Il Congresso del Pd è avviato. La Direzione Nazionale del PD ha eletto la Commissione Congressuale che organizzerà la massima assiste del partito.
Con 8 astenuti e 1 contrario i delegati hanno approvato la proposta di Commissione formulata da Orfini e da integrare con i rappresentanti di Michele Emiliano che ha annunciato la sua candidatura a segretario.
La riunione è stata aperta da Orfini in qualità di reggente del partito in seguito alle dimissoni di Renzi. “Quello emerso nella nostra assemblea e nelle ore successive, non rende inevitabili addii, ci sono ancora margini per ricostruire le condizioni dell’unità – ha detto Orfini -. Ho chiesto a Michele Emiliano, Enrico Rossi e Roberto Speranza di partecipare al congresso. Chiedo di ripensarci, perché ci sono le condizioni per evitare degli addii”.
In seguito Orfini ha proposto questi nomi per la Commissione ai quali eventualmente aggiungere eventuali rappresentanti della minoranza: Fregolent, Nardi, Del Barba, Carbone, Lo Sacco, Bini, Ginoble, Di Marzio, Piccione, Morassut, Montanari, Mancini, Campana, Bordo, De Maria e Acunzo e Guerini.
Gianni Cuperlo ha proposto una mediazione per impedire la scissione sui tempi del congresso: “Avviamo il congresso, prevediamo la prima fase di confronto programmatico, poi affrontiamo assieme le amministrative. E chiudiamo il percorso con le primarie per la scelta del segretario entro la prima parte del mese di luglio". “Luglio - ha continuato - Cuperlo - non è una violenza sulle regole e potrebbe essere una scelta da rivendicare come spiraglio per tutelare il simbolo e la comunità. Lo valuti la Direzione”.

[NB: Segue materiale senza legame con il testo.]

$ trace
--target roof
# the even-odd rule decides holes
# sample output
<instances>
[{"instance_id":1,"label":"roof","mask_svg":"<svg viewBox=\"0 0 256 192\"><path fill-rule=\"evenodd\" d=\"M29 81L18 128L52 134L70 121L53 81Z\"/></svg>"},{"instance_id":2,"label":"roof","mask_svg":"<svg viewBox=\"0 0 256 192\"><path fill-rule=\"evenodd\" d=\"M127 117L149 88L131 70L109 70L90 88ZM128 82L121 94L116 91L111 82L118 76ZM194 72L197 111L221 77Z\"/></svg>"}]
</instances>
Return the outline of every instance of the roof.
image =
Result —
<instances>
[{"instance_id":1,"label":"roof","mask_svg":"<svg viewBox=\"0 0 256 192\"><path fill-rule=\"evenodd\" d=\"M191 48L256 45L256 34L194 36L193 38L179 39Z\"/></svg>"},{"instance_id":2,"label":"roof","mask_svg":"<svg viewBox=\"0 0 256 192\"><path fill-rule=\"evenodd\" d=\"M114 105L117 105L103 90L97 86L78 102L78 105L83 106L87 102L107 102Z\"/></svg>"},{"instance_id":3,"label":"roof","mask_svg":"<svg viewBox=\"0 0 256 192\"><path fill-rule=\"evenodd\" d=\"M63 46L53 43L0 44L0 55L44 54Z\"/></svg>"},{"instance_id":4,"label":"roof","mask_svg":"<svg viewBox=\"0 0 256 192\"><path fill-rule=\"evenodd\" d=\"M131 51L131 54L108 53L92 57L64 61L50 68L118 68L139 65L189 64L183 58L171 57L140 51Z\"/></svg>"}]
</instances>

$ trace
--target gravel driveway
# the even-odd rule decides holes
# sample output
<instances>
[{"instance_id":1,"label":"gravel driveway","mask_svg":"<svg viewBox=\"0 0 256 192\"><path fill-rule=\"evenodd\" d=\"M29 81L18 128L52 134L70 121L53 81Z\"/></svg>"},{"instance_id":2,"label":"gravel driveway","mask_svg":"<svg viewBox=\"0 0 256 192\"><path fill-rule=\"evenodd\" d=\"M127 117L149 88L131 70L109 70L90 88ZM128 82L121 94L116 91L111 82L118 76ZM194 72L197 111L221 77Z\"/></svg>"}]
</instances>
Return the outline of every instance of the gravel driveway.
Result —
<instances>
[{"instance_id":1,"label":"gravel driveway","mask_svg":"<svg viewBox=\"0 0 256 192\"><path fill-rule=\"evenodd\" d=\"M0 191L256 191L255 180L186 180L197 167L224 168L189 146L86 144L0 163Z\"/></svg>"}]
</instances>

La proposta di Cuperlo è stata sostenuta oltre che da Barbara Pollastrini, esponente di SinistraDem, anche da Francesco Boccia, deputato lettiano e anche lui critico con la maggioranza renziana.
La svolta è arrivata con l'intervento attesissimo di Michele Emiliano, che a differenza di Rossi, Speranza e Bersani, ha scelto di continuare a giocare la sua battaglia politica del Pd.
“Mi candido accogliendo l’esempio di tantissimi militanti che mi hanno chiesto in queste ore di far sopravvivere il soggetto politico che abbiamo fatto nascere nel 2007" ha detto Emiliano che ha avuto parole durissime nei confronti Renzi accusato di aver voluto la rottura e di essere irrispetto per non aver partecipato alla riunione. “Il tentativo di Gianni Cuperlo di dare comprensibilità alla vicenda - ha detto il governatore della Puglia - sta naufragando in tatticismi fondati sull’interpretazione delle regole. La Direzione può decidere di dare indirizzi anche sulla data delle primarie. Ma questo lo dico con la stanchezza di chi ha compreso come andrà questa storia”.
Su quest'ultimo punto, Orfini, chiudendo la riunione, ha detto che seppure lo statuto prevede 4 mesi di tempo per tenere congresso e primarie, la Commissione dovrà e potrà comunque prendere in considerazione le proposte sul calendario emerse durante il dibattito.
Resta ora da capire quale potrebbe essere la reazione dell'area Rossi-Speranza-Bersani ad un'eventuale apertura sui tempi da parte della Comissione congressuale e se questa apertura potrebbe fermare la scissione in atto.